Bruna diz que a atuação das vereadoras e deputadas estaduais eleitas nos últimos anos “deixou nítido que pessoas trans e travestis são muito aptas a ocuparem espaços políticos”. “Também que não se limitam a uma pauta de diversidade focada em questões de gênero, como direitos LGBTQIAP+. A educação, a reforma agrária, o enfrentamento do racismo ambiental, os direitos humanos, entre outras pautas que são transversais também vêm sendo colocados na perspectiva dessas pessoas.”
Pré-candidata à deputada federal pelo PSOL, em São Paulo, Erica Malunguinho abriu caminhos para uma maior representatividade transgênero na política brasileira com sua eleição, em 2018. Ela foi a primeira travesti a ocupar assento na Assembleia Legislativa de São Paulo (Alesp), a maior casa legislativa da América Latina. “Foi um passo já dado para naturalizar corpos trans nos espaços da política institucional”, diz. A chegada desses corpos no território da Câmara dos Deputados, majoritariamente masculino, branco e cisgênero, seria um próximo passo.
“Estamos diante de um momento de redemocratização do país, após um período antidemocrático acirrado com o governo Bolsonaro. É fundamental que pessoas vinculadas ao rompimento de violências e de vulnerabilidades participem desse processo com quem assumir o poder”, argumenta. Erica comenta que as vulnerabilidades são percebidas de modo expandido por mulheres trans, negras e nordestinas, como ela, que também é natural de Pernambuco, assim como sua companheira de partido Robeyoncé Lima. “Temos (ela e outras pré-candidatas trans) uma aproximação muito orgânica que diz respeito à construção das nossas identidades e lutas.”

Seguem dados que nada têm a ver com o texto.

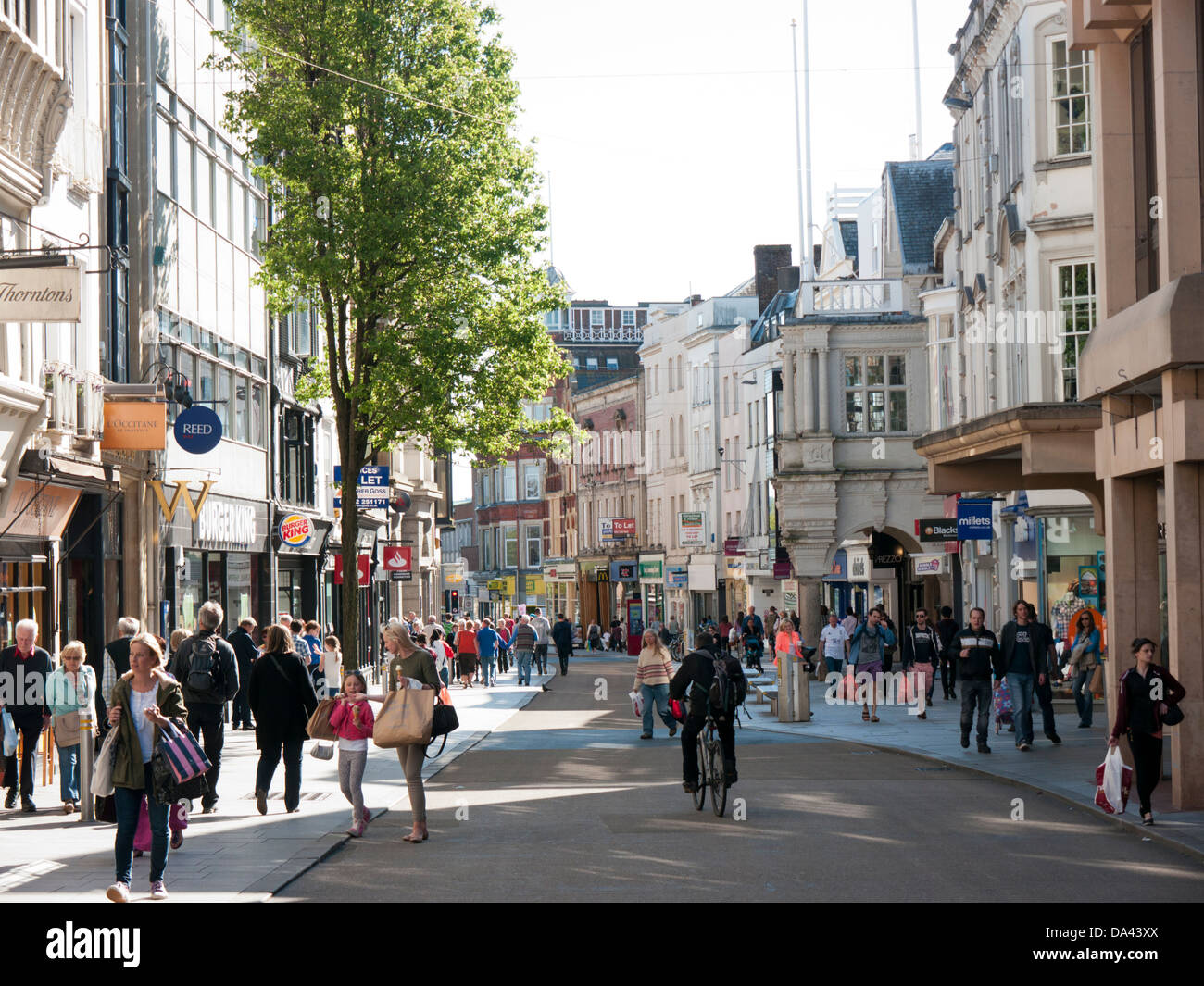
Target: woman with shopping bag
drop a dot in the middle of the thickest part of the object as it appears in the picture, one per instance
(1147, 700)
(406, 720)
(144, 702)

Travesti, negra e ativista dos Direitos Humanos, Erika Hilton também é pré-candidata à deputada federal pelo PSOL em São Paulo. Em 2020, foi a vereadora mais votada do Brasil. “Embora as pré-candidaturas trans sejam isoladas, é importante que elas dialoguem entre si porque será uma eleição muito dura, violenta e polarizada”, diz. Robeyoncé e Hilton já conversaram por telefone para articular ações, mas a ideia da bancada de depuTRAVAS ainda é algo embrionário. “Nossas pautas são coletivas. Estamos acompanhando os lançamentos das pré-candidaturas para ampliar essa rede, inclusive com outros partidos, formando um bonde de pessoas indo ocupar Brasília”, adianta Robeyoncé.

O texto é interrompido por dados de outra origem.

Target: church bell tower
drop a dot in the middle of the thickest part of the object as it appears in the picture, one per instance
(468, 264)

Para Malunguinho, candidaturas de pessoas trans trazem uma novidade para a política que pode motivar eleitores desacreditados. “Vai ser necessária muita articulação para conquistar votos brancos e nulos, mas acho que as pessoas podem encontrar em nós um motivo para votar.”

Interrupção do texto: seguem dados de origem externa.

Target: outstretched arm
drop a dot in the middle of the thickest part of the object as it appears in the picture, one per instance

Se eleita, Erika Hilton pretende federalizar projetos que realiza em São Paulo. Na Câmara de Vereadores, ela criou e preside a Comissão Parlamentar de Inquérito (CPI) da Violência Contra Pessoas Trans e Travestis. Até janeiro, a CPI tinha emitido 57 requerimentos com pedidos de informações para investigar atos de violência contra pessoas trans e travestis na capital paulista.
Desde sua eleição, a vereadora tem sido alvo de uma série de ataques transfóbicos e violência política de gênero. Hoje, ela anda acompanhada por escolta policial. No começo deste mês, Erika recebeu um e-mail de uma mulher que dizia “garanto que você vai morrer, satanás do inferno“. Ela registrou queixa policial sobre a agressão. “Sei que alcançando uma maior visibilidade na disputa por um cargo federal, os ataques também aumentarão. Tenho tomado precauções”, diz.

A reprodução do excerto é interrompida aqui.